Top 8 list of lawn and garden pests

Top 8 list of lawn and garden pests

Here are 8 of those you should be concerned with if you want to have a beautiful lawn and a lush garden.

1. Aphids

Aphids

Aphids are tiny, soft-bodied, pear-shaped insects. They can be green, brown, yellow, red or black. They live on a vast variety of plant species and they can be found on roots, bark, stems, leaves and fruit. They feed on the sap of plants, which causes the leaves to distort and fall.

2. Caterpillars

Caterpillars

A caterpillar is a soft larva, and as soon as it hatches, its ultimate goal is to eat. Caterpillars are herbivores and feed on the host plants they choose as a buffet. They chew on and destroy the leaves and stems, and they also dig tunnels in fruits. The bigger a caterpillar gets, the more food it needs. 

3. Slugs and snails

Slugs and snails

These voracious eaters have chosen lawns and gardens as a buffet, as they are generally well irrigated or watered. They especially like gardens because they provide shelter from the sun as well as tender leaves to feed on. These little nocturnal critters can't resist newly germinated seeds and they won't hesitate to destroy them.  

4. Beetles

Beetles

Beetles have the ability to jump like fleas. The larvae feed on plant roots whereas adults create numerous small, rounded holes in leaves. 

5. Thrips

Thrips

Thrips are tiny, flat-bodied insects that parasitize many plants. They are 1 to 2 mm in length and bite plants to feed on their chlorophyll. The affected parts of plants turn grey or white or simply become discoloured. Generally, plants with thin leaves or petals are a target.  

6. Japanese beetles

Japanese Beetles

The larvae of Japanese beetles are commonly called "white grubs". They are a real affliction for lawns, as they feed on grass roots, and are one of the most destructive lawn insects in Canada. The presence of Japanese beetle larvae attracts raccoons, skunks and birds, which then damage the lawn while digging up their meal. 

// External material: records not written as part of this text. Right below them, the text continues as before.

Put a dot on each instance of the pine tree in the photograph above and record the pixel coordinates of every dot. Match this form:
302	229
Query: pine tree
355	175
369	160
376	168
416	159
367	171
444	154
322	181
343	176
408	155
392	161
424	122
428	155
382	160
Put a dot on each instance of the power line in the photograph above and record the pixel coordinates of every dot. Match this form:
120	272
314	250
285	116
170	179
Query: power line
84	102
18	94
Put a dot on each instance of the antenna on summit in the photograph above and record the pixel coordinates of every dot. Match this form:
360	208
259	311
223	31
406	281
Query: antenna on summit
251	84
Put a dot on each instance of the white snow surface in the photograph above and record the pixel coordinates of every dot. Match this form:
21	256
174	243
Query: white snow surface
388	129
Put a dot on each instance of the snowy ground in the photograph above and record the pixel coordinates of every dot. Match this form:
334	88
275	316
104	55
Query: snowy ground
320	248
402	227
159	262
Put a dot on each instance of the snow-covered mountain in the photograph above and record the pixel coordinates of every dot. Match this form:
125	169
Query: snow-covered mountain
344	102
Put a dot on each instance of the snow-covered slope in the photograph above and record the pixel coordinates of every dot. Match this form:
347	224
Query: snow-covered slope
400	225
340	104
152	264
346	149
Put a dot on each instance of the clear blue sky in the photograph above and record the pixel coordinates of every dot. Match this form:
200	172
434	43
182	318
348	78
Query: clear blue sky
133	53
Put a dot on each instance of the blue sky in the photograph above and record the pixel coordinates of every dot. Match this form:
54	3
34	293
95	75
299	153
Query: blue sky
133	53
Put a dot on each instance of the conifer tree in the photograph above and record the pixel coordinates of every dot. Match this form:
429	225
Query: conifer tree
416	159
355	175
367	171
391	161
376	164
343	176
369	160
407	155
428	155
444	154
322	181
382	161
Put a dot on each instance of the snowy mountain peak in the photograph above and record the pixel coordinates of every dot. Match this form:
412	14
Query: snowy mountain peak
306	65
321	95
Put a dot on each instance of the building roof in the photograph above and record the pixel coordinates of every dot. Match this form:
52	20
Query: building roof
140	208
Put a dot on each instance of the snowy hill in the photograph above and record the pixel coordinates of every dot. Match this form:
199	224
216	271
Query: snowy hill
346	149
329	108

Adults attack over 250 plant species by feeding on the leaves and flowers. 

7. Cutworms

Cutworms

Biologically speaking, cutworms are actually caterpillars. They transform into moths once they reach the adult stage. There are two types of cutworms: those that feed on leaves, flowers and fruits, and those that live on the ground. The first type creates small, irregular holes or cuts in plants, while the second feeds on young stems and roots, which often causes the plants to die. 

8. Sod webworms

Sod Webworms

Sod webworms are among the most attracted to lawns. At the larval stage, they feed on the base of grass leaves and stems, which kills the grass. These insects are rarely seen during the day; they hide and only come out at night. When they reach adulthood, they turn into small moths and no longer damage lawns.